Together with the European Society of Endocrinology and the Endocrine Society, ESPE published a statement in response to the updated ECHA proposal to restrict per- and polyfluoroalkyl substances (PFAS). ESPE and its partners welcome the expansion to include additional sectors and the continuous commitment to aim for a more general PFAS restriction instead of individual assessments. However, we remain concerned about several elements in the updated proposal that, in our view, should be addressed in ECHA’s final opinion.
Our recommendations to ECHA
- Require the use of safe alternatives as soon as they become available, with robust controls to prevent environmental release.

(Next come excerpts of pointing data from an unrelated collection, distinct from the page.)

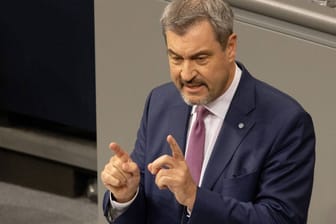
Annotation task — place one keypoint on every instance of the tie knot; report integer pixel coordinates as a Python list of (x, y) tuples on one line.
[(202, 112)]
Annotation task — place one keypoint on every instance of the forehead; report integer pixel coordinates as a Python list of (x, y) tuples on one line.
[(199, 36)]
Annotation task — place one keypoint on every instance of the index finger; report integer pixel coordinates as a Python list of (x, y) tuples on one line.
[(119, 152), (176, 150)]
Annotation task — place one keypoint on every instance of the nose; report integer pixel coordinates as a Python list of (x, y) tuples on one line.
[(188, 71)]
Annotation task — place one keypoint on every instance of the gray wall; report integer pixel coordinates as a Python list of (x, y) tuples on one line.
[(130, 60)]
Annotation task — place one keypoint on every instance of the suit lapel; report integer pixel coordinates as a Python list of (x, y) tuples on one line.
[(179, 117), (237, 124)]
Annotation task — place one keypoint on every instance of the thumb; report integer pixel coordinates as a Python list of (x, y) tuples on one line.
[(176, 150)]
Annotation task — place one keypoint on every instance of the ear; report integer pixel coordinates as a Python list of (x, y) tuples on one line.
[(231, 47)]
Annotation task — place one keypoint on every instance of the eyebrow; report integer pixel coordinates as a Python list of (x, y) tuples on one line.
[(204, 52)]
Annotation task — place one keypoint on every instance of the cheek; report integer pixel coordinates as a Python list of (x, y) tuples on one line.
[(174, 72)]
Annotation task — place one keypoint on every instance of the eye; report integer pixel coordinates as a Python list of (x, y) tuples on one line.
[(202, 59), (176, 59)]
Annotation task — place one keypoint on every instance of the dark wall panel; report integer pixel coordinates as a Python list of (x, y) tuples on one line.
[(47, 60)]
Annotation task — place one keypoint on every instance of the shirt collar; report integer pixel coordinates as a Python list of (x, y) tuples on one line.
[(220, 106)]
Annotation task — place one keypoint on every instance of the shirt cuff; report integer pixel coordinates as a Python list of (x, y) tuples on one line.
[(121, 207)]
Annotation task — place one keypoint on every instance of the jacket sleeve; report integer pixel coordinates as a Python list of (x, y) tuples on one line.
[(284, 184)]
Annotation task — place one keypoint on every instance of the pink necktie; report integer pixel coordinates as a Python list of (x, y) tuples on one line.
[(195, 153)]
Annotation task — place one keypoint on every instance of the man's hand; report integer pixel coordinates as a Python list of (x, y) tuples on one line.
[(121, 175), (172, 172)]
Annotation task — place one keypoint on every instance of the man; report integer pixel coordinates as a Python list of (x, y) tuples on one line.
[(259, 147)]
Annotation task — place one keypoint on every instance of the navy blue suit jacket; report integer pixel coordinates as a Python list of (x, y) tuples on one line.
[(259, 173)]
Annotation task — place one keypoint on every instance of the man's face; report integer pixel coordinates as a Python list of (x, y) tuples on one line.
[(200, 68)]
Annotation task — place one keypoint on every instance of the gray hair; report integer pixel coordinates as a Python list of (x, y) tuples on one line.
[(179, 15)]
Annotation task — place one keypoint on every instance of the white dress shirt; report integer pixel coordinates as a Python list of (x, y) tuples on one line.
[(213, 123)]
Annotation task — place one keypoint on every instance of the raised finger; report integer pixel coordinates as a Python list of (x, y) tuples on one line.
[(176, 150), (163, 162), (119, 152)]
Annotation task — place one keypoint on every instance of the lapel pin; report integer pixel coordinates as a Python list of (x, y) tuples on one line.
[(241, 125)]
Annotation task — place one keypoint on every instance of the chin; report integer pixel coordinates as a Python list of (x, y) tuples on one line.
[(190, 100)]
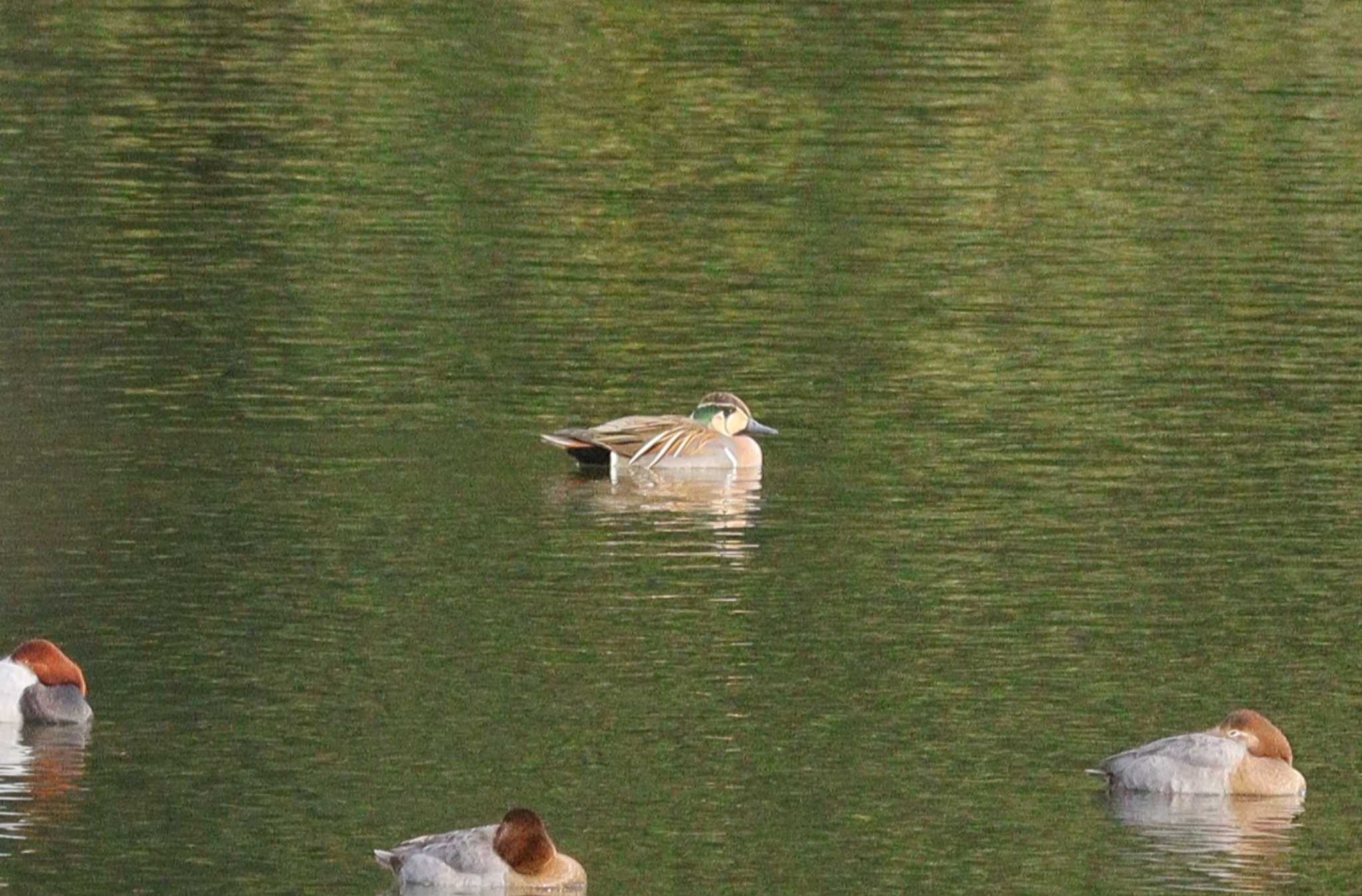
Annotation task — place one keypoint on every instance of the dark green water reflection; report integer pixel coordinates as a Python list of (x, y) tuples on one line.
[(1057, 311)]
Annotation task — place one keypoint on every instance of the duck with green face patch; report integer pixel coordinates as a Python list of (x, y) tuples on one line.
[(716, 436)]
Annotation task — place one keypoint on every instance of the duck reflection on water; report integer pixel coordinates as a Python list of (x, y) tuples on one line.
[(1211, 842)]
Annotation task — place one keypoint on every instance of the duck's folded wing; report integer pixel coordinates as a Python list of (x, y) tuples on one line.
[(1184, 763), (468, 851)]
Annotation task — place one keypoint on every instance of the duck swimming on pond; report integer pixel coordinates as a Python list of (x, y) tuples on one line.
[(517, 855), (716, 436), (1245, 754)]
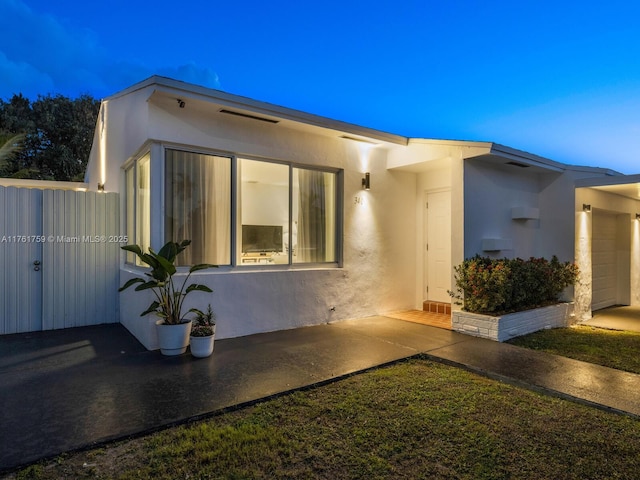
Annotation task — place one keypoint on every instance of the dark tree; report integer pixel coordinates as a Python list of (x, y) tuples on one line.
[(58, 135)]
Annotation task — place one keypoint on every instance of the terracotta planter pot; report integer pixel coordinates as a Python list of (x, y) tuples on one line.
[(173, 339)]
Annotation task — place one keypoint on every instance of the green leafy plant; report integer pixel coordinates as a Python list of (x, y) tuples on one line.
[(203, 323), (169, 296), (496, 286)]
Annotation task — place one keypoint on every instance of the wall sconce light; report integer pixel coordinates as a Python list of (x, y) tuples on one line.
[(366, 181)]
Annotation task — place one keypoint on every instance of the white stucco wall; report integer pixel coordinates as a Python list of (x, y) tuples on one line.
[(378, 272)]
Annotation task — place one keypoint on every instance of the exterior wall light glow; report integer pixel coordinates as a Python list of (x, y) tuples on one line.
[(366, 181)]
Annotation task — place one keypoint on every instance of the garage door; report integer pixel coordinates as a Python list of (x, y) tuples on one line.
[(604, 260)]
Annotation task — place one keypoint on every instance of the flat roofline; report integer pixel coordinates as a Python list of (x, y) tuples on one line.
[(168, 85), (607, 181)]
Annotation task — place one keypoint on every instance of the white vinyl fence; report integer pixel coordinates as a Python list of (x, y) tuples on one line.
[(59, 259)]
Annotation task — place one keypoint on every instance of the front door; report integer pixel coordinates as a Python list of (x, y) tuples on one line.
[(437, 275)]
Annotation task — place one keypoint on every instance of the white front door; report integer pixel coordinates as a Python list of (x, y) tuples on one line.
[(437, 274)]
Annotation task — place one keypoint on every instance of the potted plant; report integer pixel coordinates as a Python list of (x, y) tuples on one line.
[(173, 327), (203, 331)]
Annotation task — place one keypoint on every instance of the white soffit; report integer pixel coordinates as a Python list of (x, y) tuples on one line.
[(623, 185)]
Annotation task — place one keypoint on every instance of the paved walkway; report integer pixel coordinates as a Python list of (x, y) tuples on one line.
[(69, 389)]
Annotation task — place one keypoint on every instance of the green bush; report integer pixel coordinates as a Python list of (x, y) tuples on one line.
[(497, 286)]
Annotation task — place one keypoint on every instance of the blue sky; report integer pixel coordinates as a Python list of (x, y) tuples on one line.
[(560, 79)]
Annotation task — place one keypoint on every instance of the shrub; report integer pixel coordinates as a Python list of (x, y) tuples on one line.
[(496, 286)]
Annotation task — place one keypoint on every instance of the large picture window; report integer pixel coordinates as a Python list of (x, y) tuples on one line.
[(235, 211), (198, 206)]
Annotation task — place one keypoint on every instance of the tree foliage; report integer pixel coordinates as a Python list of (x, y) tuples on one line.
[(57, 133)]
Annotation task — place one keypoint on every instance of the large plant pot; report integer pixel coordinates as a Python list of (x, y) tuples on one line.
[(202, 347), (173, 339)]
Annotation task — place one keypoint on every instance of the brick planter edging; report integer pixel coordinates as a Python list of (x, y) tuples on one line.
[(512, 324)]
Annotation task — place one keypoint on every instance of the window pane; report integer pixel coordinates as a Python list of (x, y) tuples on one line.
[(143, 202), (198, 206), (264, 215), (314, 211), (130, 199)]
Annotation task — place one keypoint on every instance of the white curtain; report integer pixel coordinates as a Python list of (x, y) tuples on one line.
[(143, 204), (198, 206), (312, 217)]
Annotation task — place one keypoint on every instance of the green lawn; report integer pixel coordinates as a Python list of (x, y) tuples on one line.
[(415, 419), (610, 348)]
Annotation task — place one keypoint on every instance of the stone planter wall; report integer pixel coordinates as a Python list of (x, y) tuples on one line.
[(513, 324)]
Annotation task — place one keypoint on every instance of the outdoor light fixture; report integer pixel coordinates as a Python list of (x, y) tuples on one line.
[(366, 181)]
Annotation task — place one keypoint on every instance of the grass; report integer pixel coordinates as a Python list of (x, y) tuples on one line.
[(610, 348), (415, 419)]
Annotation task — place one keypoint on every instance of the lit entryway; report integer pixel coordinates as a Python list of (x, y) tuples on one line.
[(437, 235), (610, 253)]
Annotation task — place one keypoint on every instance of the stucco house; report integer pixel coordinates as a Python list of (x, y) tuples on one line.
[(313, 220)]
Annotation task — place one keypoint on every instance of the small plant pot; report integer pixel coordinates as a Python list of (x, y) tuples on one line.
[(202, 347), (173, 339)]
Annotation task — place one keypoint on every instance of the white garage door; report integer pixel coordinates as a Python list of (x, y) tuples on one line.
[(604, 260)]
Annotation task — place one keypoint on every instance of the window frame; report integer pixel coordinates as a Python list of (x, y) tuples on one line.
[(157, 152)]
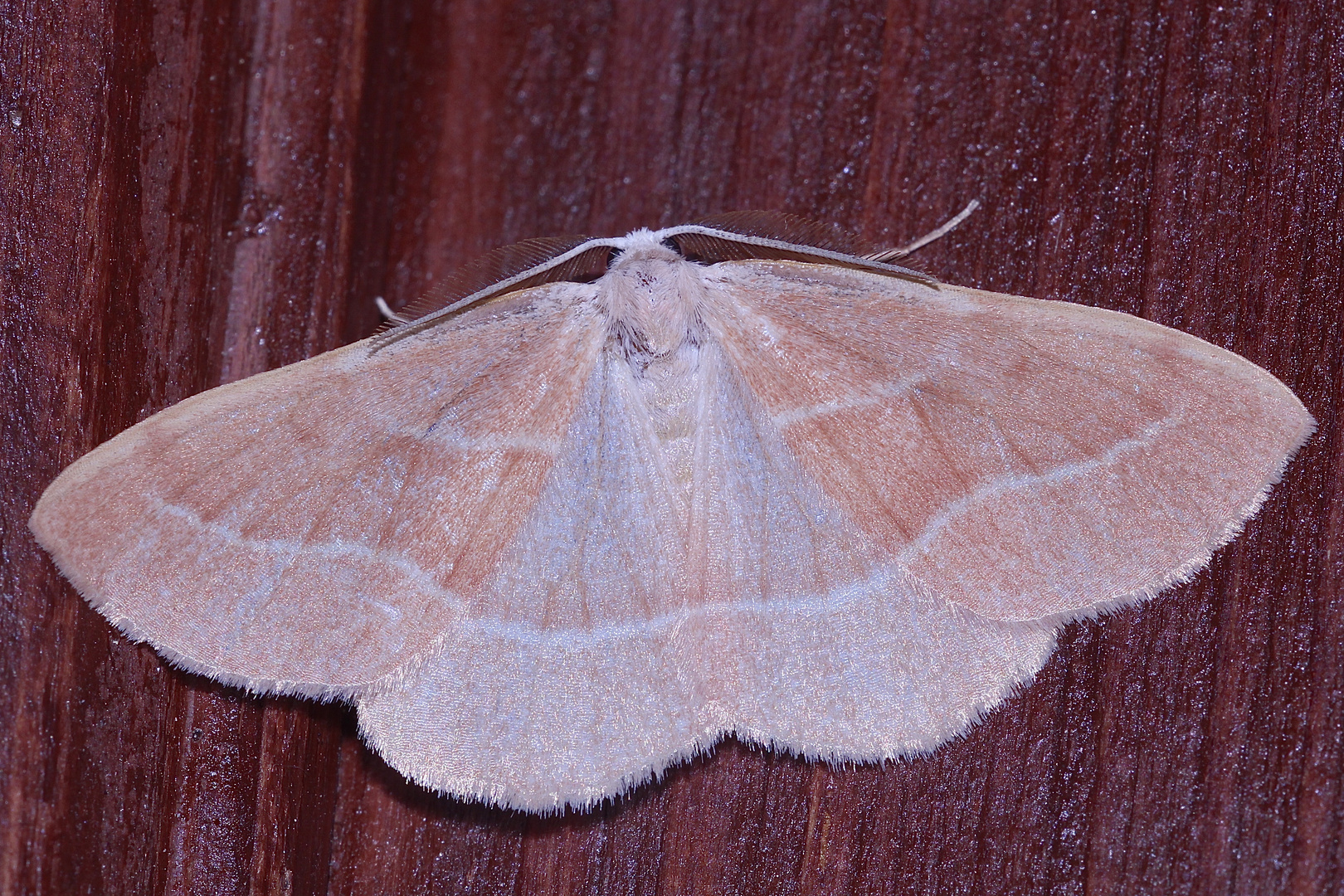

- Limit derogations and transition periods, ensuring they are time-bound and narrowly defined.
- Reconsider the ‘continued use under risk-controlled conditions’ (RO3) model, which may underestimate long-term risks and vulnerable populations.
Why is PFAS such a threat to children’s health?
As highlighted in more detail by the ESPE statement on PFAS, children and other vulnerable groups face the greatest risk: PFAS readily cross the placenta and transfer via breastmilk, exposing infants during critical developmental windows. Because of their developing organs and immature detoxification systems, children are especially sensitive to PFAS toxicity. Paediatric endocrinologists warn that the extreme persistence of these chemicals makes them “particularly harmful for children’s health”. Early-life PFAS exposure is associated with endocrine disruption, for example, altered pubertal timing and reduced vaccine antibody responses through hormone-related receptors.